On July 12, 2018, the United States Court of Appeals for the Seventh Circuit affirmed the dismissal of a putative class action brought against Kohl’s Corporation and certain of its executives asserting claims pursuant to Sections 10(b) and 20(a) of the Securities Exchange Act. Pension Tr. Fund for Operating Eng’rs v. Kohl's Corp., —F.3d—, 2018 WL 3385278 (7th Cir. July 12, 2018). Plaintiffs alleged that defendants made false and misleading statements prior to an announcement that Kohl’s would be correcting several years of financial statements due to lease accounting errors. The Court, affirming the district court’s dismissal with prejudice, held that plaintiffs’ complaint failed to adequately allege scienter under the Private Securities Litigation Reform Act (PSLRA) and that plaintiffs were not entitled to an opportunity to replead because they had not provided any basis to infer they could plead a viable claim.

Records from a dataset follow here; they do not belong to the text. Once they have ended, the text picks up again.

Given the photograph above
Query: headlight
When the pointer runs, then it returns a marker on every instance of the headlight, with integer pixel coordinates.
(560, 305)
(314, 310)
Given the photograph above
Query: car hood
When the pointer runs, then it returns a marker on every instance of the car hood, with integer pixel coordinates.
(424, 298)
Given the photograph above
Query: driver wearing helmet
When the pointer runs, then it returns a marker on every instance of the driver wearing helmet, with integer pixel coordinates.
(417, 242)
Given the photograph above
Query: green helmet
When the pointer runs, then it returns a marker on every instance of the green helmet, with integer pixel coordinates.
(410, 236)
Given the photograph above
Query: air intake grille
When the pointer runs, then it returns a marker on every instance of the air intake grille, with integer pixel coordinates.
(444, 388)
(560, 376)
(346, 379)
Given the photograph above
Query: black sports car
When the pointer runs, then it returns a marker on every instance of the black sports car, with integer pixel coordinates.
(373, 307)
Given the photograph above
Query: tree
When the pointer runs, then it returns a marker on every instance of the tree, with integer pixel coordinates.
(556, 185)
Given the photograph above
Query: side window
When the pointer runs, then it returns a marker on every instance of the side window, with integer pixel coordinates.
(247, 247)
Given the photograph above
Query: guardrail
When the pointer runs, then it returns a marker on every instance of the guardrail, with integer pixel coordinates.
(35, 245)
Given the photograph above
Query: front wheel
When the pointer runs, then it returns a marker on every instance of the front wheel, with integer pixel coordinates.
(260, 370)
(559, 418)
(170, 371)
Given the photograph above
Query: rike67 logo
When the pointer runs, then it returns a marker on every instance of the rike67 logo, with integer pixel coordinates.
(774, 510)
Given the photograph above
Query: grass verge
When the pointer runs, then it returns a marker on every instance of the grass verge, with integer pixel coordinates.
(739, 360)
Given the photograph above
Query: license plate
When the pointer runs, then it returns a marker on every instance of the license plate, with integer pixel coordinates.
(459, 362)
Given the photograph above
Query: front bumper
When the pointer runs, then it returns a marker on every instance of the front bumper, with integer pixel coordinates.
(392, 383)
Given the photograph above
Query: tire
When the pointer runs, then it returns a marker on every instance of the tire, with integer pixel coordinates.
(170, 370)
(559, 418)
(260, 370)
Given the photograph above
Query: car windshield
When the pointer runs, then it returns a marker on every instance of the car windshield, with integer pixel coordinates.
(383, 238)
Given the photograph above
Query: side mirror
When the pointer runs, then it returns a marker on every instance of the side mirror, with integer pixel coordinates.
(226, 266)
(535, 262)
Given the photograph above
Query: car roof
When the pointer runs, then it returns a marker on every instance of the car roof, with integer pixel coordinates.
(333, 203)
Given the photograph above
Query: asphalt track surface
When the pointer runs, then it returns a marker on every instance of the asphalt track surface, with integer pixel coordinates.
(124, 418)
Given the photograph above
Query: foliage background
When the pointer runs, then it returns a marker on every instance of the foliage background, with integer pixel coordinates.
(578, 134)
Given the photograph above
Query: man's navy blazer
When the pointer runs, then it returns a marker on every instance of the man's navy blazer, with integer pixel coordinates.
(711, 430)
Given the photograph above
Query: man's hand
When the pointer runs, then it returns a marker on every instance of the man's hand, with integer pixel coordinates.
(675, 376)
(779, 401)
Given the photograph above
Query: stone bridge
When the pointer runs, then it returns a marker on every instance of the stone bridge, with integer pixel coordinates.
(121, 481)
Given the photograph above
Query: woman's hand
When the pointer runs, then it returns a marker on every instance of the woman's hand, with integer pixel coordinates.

In 2011, Kohl’s restated its financials to account for its large book of store leases as capital leases, rather than operating leases. Plaintiffs’ suit followed, alleging that Kohl’s accounting errors were purposeful or reckless primarily because (i) Kohl’s had made earlier adjustments to its lease accounting practices in 2005 and 2010, and (ii) certain executives had sold company stock during the class period.
The Court found plaintiffs’ allegations unavailing. While the complaint contained an “exhaustive account of the facts of Kohl’s accounting mishaps,” it contained very few factual allegations pointing either toward or away from scienter—a “lack of connective tissue” that the Court found determinative. Id. at *4. Importantly, the Court found that although the accounting errors identified in 2005 and 2011 were both significant, they were not as similar as plaintiffs argued. Specifically, the adjustments in 2005 related to how Kohl’s calculated the start and end date of lease terms, whereas the 2011 adjustments related to the classification of leases as operating or capital leases. Id. Further, although one error from 2005 recurred in 2010, the 2010 corrections led to a relatively minor restatement affecting only a single quarter. Id. The Court therefore found no allegations in the complaint supporting a theory of recklessness, but instead found that the complaint itself provided an “innocent explanation” that was more likely—that the 2011 errors were discovered as part of a comprehensive review of Kohl’s financial statements in connection with a credit agreement Kohl’s had just secured. Id.
The Court also rejected the argument that executives’ stock sales supported a compelling inference of scienter. Plaintiffs alleged the date of sale, number of shares, and sale price for each trade, and argued that stock sales in 2009 and 2010 were suspicious given that the executives made no sales in 2008 or 2011. The Court found these allegations insufficient, particularly in light of the information not contained in the complaint: whether the sales were a high percentage of each individual’s holdings, whether each individual sold more shares than typical, whether they bought more shares to offset their sales, what the total typical trading volume was of Kohl’s shares, and how much Kohl’s stock price fluctuated around the time of these sales. Id. at *5. Moreover, the Court emphasized that the “probative value of stock sales depends greatly on timing,” and the alleged sales occurring 14 months before the 2010 corrections and 23 months before the 2011 corrections were “more than long enough” in advance of the corrections for “any inference of suspicion to dissipate, at least in the absence of concrete facts suggesting otherwise.” Id.
With respect to the lower court’s dismissal with prejudice, the Court emphasized that plaintiffs should be given “at least one opportunity to try to amend,” particularly in securities fraud cases where “the drafting of a cognizable complaint can be a matter of trial and error.” Id. While questioning the lower court’s reasoning for denying leave to amend, the Court nevertheless found reversal inappropriate. In this regard, the Court noted that although plaintiffs did not have an opportunity to show what they could add before the district court dismissed with prejudice, they had had several opportunities since, including moving under FRCP 59(e) or 60(b) for another opportunity in the district court, or telling the Court in their appellate briefing what more they would plead. Indeed, despite being asked during oral argument, plaintiffs failed to identify how they could cure the defects in the complaint on amendment. The Court therefore affirmed the dismissal with prejudice. Id. at *6.
This decision illustrates that even seriatim accounting errors, standing alone, may not support a cogent and compelling inference of scienter.